Many web applications require PDF reports and downloads. There are numerous open-source libraries that can build basic PDFs, but if you need a more complicated PDF document or are sending your document to a printer, you’ll need a commercial PDF generation tool.

Unlike the browser-based open-source HTML to PDF libraries, commercial engines are designed specifically for generating PDFs and offer a lot more functionality.

Today, I’ll walk you through DocRaptor’s online PDF generation API, how to use their Python library, and how to add some advanced headers and footers to your PDF. Their library is built for Python 3, but should still work for Python 2 (but you should upgrade if you’re still on 2!).

First, install via pip:

pip install --upgrade docraptor

Then, import the module, initiate the class, and add your API key:

import docraptor
doc_api = docraptor.DocApi()
doc_api.api_client.configuration.username = 'YOUR_API_KEY_HERE'

If you don’t have a DocRaptor account, the YOUR_API_KEY_HERE key actually works without creating an account. It only works for test mode (watermarked) documents though.

Once initiated, creating a PDF is a simple as:

response = doc_api.create_doc({
  "test": True,
  "document_content": "<html><body>Hello World</body></html>",
  # "document_url": "http://docraptor.com/examples/invoice.html
  "document_type": "pdf",
  # "javascript": True,
  # "prince_options": {
  #   "media": "screen",                              
  #   "baseurl": "http://hello.com",
  # },
})

As you can see, you can use HTML content or a document URL. You can also enable JavaScript parsing, which is disabled by default to speed up the PDF generation time.

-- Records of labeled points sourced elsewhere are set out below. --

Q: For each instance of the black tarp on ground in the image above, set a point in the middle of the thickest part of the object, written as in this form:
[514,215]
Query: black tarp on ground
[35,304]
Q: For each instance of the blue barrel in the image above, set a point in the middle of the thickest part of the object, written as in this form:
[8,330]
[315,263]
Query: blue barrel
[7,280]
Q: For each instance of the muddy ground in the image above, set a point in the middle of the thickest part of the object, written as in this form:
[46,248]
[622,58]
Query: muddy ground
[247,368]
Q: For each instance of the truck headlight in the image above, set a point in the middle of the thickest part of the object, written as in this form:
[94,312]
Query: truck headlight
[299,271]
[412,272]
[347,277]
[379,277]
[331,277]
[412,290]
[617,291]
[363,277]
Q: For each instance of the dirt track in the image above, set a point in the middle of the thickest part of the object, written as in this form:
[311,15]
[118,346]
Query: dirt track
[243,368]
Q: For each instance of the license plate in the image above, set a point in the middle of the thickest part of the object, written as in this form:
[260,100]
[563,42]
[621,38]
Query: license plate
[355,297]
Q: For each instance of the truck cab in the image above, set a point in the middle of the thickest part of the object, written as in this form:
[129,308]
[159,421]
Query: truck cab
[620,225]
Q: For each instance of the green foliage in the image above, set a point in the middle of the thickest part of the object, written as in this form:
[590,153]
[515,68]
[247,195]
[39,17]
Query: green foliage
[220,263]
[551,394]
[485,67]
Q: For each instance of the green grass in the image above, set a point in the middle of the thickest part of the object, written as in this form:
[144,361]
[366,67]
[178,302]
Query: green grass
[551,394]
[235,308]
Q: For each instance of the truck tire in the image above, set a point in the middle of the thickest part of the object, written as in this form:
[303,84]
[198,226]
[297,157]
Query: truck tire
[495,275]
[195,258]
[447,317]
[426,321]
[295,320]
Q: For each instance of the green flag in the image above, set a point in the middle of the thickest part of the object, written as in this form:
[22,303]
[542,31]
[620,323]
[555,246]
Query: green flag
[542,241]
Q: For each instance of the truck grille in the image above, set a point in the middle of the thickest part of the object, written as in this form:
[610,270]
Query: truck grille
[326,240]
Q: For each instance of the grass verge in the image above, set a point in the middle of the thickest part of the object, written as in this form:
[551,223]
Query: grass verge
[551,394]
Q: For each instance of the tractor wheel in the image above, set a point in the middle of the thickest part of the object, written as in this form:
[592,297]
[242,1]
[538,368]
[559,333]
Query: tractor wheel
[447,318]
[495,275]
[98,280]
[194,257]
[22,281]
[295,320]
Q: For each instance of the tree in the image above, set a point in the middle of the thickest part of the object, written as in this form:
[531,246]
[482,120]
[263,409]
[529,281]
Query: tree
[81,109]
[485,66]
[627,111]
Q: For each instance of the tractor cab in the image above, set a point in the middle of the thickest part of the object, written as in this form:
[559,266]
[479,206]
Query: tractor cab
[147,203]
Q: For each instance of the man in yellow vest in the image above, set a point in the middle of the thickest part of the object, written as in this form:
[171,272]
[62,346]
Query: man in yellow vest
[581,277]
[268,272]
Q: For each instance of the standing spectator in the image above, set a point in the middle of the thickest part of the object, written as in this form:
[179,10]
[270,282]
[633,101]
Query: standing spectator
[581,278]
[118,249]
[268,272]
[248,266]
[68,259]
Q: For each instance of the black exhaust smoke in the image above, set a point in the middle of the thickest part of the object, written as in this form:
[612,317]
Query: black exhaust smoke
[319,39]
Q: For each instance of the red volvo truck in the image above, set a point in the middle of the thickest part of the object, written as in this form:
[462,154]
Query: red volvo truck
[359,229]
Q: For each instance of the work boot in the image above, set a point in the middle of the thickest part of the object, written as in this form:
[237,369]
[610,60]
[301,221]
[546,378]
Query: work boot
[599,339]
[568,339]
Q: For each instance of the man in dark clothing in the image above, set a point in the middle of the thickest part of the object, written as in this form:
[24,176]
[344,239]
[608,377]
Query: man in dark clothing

That’s the basics of using DocRaptor’s Python library. Where it gets fun, though, is with more of their advanced functionality.

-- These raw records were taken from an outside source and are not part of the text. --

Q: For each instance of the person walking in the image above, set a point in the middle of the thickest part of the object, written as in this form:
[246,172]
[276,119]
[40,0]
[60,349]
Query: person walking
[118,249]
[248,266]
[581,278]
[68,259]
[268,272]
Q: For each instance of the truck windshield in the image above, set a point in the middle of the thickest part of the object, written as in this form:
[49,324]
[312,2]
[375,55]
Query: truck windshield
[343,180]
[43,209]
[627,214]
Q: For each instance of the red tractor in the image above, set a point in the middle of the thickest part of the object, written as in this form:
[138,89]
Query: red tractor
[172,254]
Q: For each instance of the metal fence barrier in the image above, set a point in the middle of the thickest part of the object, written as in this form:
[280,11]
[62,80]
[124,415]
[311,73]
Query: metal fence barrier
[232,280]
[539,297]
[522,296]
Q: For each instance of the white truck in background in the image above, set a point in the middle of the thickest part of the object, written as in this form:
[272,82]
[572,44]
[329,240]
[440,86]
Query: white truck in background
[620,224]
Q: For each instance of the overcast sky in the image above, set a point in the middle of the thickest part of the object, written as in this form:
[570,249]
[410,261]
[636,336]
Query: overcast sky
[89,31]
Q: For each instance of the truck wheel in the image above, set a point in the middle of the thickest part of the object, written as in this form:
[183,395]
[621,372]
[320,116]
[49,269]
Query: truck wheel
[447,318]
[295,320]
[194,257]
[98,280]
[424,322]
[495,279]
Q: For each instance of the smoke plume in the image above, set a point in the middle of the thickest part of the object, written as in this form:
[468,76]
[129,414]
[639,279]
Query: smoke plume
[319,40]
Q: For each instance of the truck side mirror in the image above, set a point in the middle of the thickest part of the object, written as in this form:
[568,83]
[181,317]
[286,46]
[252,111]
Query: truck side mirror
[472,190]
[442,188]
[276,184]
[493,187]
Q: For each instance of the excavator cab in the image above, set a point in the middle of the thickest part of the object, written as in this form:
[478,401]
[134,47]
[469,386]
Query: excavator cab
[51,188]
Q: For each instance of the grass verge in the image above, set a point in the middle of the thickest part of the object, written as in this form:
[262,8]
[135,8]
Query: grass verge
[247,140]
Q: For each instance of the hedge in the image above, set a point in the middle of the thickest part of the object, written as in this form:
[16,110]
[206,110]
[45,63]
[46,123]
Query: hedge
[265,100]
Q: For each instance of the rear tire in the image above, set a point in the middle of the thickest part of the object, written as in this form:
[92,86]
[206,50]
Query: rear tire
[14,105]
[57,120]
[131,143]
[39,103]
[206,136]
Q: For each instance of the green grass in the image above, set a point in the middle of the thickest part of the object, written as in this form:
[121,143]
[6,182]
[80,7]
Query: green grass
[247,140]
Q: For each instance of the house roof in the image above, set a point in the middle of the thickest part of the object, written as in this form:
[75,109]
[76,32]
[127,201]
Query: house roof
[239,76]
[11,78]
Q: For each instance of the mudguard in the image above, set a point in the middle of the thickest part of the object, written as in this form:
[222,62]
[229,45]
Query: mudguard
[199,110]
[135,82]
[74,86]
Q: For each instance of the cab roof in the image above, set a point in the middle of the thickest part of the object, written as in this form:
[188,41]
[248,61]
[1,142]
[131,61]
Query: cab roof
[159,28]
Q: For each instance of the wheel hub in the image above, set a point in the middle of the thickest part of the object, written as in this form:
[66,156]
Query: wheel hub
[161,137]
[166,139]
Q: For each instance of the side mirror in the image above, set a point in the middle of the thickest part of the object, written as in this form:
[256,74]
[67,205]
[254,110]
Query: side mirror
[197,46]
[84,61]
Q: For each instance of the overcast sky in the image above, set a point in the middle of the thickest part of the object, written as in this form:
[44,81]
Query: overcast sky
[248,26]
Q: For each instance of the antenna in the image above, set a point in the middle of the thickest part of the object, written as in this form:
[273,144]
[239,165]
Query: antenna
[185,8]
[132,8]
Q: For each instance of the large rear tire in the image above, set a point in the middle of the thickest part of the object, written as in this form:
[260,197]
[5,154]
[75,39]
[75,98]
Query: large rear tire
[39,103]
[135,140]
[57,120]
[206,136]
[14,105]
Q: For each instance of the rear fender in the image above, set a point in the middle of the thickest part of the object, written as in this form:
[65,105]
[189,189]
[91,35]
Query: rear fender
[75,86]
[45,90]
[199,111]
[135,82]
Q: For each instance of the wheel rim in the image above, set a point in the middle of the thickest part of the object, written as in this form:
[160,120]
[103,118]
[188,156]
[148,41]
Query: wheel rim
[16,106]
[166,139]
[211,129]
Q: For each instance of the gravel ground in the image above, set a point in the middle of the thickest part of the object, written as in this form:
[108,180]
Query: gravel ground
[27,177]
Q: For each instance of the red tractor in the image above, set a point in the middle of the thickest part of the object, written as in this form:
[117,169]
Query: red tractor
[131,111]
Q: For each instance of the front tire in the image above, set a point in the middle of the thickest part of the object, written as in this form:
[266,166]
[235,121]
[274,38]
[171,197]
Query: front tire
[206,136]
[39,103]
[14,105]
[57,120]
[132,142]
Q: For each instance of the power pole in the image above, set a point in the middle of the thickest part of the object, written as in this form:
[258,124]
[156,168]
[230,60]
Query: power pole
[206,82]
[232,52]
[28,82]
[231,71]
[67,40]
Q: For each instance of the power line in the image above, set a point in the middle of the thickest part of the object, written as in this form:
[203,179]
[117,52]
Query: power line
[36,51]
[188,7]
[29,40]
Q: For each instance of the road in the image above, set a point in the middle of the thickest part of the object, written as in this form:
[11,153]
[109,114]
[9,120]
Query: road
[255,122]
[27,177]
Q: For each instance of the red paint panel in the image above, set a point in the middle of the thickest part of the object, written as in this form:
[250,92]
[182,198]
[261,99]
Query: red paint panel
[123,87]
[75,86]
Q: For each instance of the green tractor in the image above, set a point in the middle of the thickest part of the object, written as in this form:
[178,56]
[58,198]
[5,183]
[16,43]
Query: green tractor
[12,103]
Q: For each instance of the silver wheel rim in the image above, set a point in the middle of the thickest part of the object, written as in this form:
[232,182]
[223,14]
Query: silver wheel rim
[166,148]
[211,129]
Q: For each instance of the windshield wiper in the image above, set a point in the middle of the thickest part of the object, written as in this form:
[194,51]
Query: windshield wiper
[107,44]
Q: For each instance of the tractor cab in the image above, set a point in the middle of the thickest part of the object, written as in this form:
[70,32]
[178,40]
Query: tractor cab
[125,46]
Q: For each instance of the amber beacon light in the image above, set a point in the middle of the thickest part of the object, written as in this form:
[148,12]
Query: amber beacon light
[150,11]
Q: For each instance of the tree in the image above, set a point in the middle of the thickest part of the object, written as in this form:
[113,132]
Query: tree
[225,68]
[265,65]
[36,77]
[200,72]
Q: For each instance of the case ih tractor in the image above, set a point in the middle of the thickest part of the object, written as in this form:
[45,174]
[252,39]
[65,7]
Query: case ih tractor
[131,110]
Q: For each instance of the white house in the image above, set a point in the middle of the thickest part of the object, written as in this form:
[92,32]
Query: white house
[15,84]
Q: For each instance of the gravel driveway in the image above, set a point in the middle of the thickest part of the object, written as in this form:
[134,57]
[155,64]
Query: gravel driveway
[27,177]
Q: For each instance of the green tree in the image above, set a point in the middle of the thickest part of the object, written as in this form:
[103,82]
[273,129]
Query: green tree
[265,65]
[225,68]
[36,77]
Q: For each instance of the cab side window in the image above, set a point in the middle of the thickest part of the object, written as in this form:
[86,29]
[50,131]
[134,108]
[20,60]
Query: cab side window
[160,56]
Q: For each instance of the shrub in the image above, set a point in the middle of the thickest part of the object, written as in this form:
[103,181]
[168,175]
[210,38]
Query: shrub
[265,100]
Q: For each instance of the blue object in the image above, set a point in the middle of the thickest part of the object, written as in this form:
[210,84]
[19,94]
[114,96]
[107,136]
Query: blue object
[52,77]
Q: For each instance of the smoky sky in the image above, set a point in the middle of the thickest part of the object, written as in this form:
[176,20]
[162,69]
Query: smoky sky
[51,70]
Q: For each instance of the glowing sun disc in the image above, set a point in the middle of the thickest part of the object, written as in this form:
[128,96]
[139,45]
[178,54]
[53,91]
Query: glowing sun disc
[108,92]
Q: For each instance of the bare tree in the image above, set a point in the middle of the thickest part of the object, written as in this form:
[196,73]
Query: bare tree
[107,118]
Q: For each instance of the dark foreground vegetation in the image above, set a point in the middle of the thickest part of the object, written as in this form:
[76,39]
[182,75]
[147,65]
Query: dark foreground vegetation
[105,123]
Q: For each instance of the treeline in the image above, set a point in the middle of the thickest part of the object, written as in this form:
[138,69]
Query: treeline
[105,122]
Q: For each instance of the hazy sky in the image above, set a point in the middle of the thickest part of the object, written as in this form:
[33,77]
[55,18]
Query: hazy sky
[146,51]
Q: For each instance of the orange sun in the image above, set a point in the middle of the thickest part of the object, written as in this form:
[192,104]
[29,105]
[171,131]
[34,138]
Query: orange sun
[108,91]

For example, you can add a footer with simple CSS and HTML, like this:

<body>
<style>
footer {
  flow: static(footer-html);
}
@page {
  margin-bottom: 80px;
  @bottom {
    content: flow(footer-html);  
  }
}
</style>

<footer>
  <a href="https://serhiipuzyrov.com">Serhii is awesome!</a>
</footer>
<p>Normal document content </p>
</body>

This CSS tells the PDF engine to put the HTML in <footer> into a different flow, one named “footer-html”. Then it defines the content of the document bottom region (also known as the footer) as that same flow. That HTML block will be repeated on every page.

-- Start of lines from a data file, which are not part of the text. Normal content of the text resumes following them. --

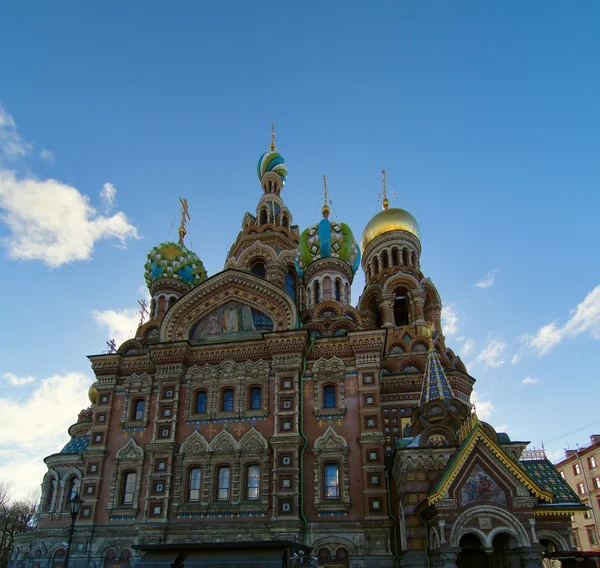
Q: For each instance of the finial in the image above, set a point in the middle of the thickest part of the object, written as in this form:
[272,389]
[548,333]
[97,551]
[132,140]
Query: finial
[386,202]
[272,137]
[325,209]
[185,216]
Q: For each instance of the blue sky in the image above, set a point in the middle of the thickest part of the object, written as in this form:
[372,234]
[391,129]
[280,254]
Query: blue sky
[485,115]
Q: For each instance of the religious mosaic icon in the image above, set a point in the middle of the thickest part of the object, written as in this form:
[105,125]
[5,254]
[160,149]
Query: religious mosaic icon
[231,321]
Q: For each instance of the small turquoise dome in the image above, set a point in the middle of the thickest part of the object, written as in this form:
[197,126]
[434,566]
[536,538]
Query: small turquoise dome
[173,260]
[271,161]
[324,240]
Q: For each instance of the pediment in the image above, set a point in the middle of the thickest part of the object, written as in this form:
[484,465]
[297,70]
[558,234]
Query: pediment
[233,305]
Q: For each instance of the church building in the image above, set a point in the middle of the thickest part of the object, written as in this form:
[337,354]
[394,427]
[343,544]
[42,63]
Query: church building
[259,417]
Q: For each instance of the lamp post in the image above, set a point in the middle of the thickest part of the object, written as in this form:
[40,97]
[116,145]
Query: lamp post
[74,505]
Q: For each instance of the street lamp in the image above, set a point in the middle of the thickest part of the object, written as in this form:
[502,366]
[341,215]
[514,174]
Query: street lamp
[74,505]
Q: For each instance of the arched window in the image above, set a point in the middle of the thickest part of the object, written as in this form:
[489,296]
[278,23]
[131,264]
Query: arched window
[137,413]
[290,284]
[401,307]
[329,398]
[331,489]
[405,257]
[223,481]
[252,482]
[258,268]
[201,402]
[255,398]
[128,488]
[227,400]
[194,482]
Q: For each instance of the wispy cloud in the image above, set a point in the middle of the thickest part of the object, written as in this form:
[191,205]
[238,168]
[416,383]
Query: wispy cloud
[585,318]
[449,320]
[17,381]
[53,222]
[107,194]
[485,408]
[489,280]
[12,146]
[492,355]
[47,156]
[32,428]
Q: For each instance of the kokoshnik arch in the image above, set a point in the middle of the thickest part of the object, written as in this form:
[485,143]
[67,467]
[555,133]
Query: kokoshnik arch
[261,405]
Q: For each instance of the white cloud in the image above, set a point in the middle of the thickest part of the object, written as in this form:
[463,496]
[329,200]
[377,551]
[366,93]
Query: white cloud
[492,354]
[17,381]
[12,146]
[484,408]
[107,194]
[449,320]
[489,279]
[47,156]
[54,222]
[121,325]
[33,429]
[585,318]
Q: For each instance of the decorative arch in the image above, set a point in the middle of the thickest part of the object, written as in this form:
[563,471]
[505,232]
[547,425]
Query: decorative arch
[561,544]
[195,443]
[228,286]
[509,522]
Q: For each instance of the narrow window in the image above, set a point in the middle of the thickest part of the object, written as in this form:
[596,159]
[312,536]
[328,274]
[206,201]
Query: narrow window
[194,484]
[401,308]
[329,399]
[331,478]
[258,268]
[201,402]
[223,484]
[227,400]
[255,398]
[252,482]
[290,284]
[138,410]
[128,488]
[338,290]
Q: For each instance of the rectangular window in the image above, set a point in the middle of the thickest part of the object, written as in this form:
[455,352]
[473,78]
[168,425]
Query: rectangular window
[129,488]
[223,487]
[331,478]
[252,482]
[194,484]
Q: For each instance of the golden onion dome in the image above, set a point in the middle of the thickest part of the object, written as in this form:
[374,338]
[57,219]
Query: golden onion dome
[391,219]
[93,393]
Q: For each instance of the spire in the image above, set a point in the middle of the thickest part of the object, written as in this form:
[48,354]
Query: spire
[185,217]
[435,383]
[325,209]
[272,137]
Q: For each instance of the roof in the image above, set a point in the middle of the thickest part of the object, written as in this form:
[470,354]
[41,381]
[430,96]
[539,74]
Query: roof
[564,499]
[76,445]
[478,434]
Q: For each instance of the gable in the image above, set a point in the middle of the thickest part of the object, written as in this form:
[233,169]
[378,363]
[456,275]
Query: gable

But if you wanted to have a different footer on a different page, like maybe a title page, you could use CSS to defined a named page:

<style type="text/css">
  /* This page is named "title-page"! */
  @page title-page {
    /* The title-page uses a different flow than the rest of the pages */
     @bottom {
       content: flow(title-footer);  
    }
  }

 /* This defines where the named page is to be used */
 .title-page {
   page: title-page;
 }

  /* The new footer for the title page) */
  footer#title-footer {
    flow: static(title-footer);
  }
</style>


<footer id="title-footer">
  <a href="https://serhiipuzyrov.com">Serhii is incredibly awesome! :)</a>
</footer>

<div class="title-page">
  <h1>This is the title</h1>
</div>

This same approach for varying objects on different pages could be used on headers. full-bleed page backgrounds, or page orientations.

With DocRaptor, you can easily add page or chapter counters in your headers (or anywhere else in the document), add a dynamic table of contents, watermarks, footnotes, or even do text substitutions. All this is listed in the documentation and knowledge base. I hope this helps you if you’re struggling to create advanced PDF documents with Python!